The onset of the coronavirus pandemic was not kind to restaurant operator Yum! Brands' (NYSE:YUM) shareholders this year, with the stock down more than 45% as of April. Since then, the shares have made a nice comeback, but remain 6% lower for the year.

With COVID-19 cases on the rise again in the U.S. and other countries, and governments once again taking certain restrictive actions, it is important to look back for clues on how Yum! will perform given these challenges.

Empty tables with chairs leaning against them.

Image source: Getty Images.

A peek back

Yum, with its over 50,000 restaurants (operating under the KFC, Pizza Hut, and Taco Bell banners), felt the impact of rules that restricted dining out. Its restaurants are mostly franchised units, which means the franchisees pay the company a monthly fee, typically 4% to 6%, based on their sales.

Therefore, when the restaurants had to close to the public, this hurt Yum's sales. You can see this by looking at the company's second-quarter results, which saw same-store sales (comps) fall by 15%.

Yum takes action

During the period, management took steps to allow its restaurants to operate, including contactless curbside pickup and online ordering. In the third quarter, digital sales grew by more than 25% year over year to $4 billion. This is a point of emphasis for management, and its choice of Lauren Hobart, Dick's Sporting Goods' president, to join Yum's board of directors reflects that direction.

However, even with these initiatives and restaurants reopening, Yum's comps were flat for those that were serving customers. While better than the prior quarter, it still showed that people were shying away from Yum's restaurants.

Going forward

Unfortunately, COVID-19 cases have been rising, with the number of new infections worldwide increasing by 37% over the last two weeks.

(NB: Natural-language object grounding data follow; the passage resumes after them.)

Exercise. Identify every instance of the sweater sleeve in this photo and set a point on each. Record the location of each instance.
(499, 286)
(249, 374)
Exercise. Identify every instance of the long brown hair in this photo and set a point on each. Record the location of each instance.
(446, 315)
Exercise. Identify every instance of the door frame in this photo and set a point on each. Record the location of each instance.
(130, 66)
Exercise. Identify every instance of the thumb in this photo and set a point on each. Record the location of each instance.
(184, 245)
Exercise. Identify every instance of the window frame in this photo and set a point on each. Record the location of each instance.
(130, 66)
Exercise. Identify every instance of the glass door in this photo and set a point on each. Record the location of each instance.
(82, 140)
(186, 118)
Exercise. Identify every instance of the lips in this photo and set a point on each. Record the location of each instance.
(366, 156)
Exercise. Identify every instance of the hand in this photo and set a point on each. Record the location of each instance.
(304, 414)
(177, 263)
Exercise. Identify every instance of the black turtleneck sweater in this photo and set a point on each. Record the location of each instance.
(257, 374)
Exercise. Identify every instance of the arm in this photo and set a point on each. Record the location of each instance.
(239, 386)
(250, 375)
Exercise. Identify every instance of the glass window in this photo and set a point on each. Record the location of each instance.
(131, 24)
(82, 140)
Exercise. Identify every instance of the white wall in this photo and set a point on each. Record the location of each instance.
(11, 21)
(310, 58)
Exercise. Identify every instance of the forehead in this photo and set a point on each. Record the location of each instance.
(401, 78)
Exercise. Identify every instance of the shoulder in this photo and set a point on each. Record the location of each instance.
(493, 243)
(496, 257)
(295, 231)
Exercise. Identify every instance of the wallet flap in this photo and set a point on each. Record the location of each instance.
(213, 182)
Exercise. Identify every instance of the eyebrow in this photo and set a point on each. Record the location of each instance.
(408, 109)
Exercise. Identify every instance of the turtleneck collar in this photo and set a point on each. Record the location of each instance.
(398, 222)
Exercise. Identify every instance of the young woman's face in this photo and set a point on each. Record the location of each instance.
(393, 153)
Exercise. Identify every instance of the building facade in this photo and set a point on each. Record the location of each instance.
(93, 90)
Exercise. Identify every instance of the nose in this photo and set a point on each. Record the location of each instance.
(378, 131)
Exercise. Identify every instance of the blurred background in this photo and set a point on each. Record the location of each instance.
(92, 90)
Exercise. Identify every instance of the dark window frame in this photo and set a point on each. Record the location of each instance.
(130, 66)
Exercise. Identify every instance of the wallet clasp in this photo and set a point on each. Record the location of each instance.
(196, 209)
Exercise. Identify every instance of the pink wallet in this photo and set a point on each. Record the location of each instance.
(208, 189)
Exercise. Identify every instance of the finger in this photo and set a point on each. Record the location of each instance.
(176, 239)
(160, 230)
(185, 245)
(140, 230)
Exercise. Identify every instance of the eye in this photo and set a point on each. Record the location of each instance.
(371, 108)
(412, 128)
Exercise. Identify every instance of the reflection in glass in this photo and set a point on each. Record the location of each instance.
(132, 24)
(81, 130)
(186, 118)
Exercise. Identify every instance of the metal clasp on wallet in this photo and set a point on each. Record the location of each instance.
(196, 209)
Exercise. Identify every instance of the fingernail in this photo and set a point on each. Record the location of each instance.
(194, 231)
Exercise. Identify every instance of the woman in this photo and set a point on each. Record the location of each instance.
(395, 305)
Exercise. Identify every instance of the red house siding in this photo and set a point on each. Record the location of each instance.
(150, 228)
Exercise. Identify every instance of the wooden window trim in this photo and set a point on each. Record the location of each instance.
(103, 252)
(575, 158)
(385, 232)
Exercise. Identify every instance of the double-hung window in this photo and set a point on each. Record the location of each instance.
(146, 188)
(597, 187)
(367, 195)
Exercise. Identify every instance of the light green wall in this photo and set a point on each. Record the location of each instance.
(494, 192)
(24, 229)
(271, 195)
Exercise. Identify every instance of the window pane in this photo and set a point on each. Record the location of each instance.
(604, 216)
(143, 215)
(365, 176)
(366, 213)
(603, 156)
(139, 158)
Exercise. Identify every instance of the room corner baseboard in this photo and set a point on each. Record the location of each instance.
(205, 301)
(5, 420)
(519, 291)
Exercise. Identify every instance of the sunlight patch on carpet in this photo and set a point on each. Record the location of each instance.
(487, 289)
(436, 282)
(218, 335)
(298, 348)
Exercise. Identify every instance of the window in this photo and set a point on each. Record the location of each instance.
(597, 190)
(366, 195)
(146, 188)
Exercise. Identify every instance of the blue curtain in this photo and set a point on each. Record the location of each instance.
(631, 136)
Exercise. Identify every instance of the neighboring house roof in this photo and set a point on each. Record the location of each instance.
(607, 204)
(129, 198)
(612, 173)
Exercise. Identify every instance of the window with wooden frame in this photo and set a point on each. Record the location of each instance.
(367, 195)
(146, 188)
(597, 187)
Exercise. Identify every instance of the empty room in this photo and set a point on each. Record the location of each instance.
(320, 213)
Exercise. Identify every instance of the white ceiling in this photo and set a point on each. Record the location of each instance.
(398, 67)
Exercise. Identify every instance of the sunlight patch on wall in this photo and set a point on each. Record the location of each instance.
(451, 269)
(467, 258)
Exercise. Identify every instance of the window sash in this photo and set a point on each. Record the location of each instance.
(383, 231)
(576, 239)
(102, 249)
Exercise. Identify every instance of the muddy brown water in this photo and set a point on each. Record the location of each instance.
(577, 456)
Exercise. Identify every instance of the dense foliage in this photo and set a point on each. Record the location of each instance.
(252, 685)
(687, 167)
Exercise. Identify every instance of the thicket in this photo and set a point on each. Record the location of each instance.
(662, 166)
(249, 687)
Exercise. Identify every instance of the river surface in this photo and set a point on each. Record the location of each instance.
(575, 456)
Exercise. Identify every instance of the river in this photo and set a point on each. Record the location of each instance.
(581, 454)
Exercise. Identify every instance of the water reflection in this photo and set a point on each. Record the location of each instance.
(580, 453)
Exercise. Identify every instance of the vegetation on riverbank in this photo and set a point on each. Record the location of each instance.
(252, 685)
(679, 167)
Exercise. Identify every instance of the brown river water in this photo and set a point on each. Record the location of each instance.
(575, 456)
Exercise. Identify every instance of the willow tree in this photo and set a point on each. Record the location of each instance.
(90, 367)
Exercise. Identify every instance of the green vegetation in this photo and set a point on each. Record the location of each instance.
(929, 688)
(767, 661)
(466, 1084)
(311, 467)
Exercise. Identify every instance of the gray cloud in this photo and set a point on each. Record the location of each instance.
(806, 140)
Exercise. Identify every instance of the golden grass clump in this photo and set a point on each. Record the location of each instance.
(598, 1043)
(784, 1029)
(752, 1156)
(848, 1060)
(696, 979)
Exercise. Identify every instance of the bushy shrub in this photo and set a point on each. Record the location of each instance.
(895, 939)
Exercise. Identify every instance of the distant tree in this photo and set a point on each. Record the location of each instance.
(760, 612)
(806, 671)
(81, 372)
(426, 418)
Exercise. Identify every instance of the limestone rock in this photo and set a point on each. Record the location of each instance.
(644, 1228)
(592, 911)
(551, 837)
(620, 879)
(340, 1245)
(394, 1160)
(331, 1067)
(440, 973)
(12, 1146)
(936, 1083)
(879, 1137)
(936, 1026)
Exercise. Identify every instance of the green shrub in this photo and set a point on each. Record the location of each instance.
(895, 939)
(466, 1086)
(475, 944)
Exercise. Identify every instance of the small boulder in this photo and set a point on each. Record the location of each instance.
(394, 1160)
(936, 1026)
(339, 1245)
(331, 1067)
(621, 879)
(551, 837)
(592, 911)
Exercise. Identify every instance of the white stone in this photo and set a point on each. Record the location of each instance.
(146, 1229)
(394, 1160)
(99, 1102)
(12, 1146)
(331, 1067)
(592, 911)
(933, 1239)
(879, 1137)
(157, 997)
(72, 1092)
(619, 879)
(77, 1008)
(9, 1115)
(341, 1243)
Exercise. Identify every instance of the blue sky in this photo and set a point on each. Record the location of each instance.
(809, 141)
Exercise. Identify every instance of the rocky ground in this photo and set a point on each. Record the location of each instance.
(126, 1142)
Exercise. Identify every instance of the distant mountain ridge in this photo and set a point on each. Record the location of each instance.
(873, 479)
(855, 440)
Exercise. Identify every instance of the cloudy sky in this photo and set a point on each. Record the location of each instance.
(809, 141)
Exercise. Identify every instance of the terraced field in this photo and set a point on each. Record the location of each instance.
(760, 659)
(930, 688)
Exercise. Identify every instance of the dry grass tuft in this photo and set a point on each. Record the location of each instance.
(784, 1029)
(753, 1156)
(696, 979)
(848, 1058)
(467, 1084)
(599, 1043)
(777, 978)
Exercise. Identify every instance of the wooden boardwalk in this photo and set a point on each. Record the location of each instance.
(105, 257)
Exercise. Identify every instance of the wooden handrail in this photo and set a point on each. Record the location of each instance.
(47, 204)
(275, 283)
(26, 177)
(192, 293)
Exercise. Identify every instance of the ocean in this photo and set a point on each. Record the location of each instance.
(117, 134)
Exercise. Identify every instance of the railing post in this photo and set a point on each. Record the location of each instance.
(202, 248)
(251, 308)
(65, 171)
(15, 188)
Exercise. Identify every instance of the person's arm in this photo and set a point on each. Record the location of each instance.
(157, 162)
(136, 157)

In the U.S., the number has increased by 41%.

This has already led several governors and mayors to issue or keep in place certain restrictions, such as social distancing and limited indoor dining. For instance, New York City limits indoor dining to 25% capacity.

Yum is also facing other headwinds, such as a challenging economic environment. During the last decade's recession, its U.S. comps fell by 5% in 2009. Of course, this is not your typical downturn, but it is plausible that people will cut back on this type of discretionary spending, even though Yum's fast food offerings are less expensive than other venues, such as casual dining chains.

Certainly, these conditions don't bode well for Yum's business. At the very least, it creates uncertainty as to whether its restaurants will have to close again and results will slip like they did in the second quarter. The resurgence of the coronavirus also means people might voluntarily choose not to eat out or even avoid picking up food at KFC, Pizza Hut, or Taco Bell.

At this point in time, you should drive by Yum! Brands without picking up any shares.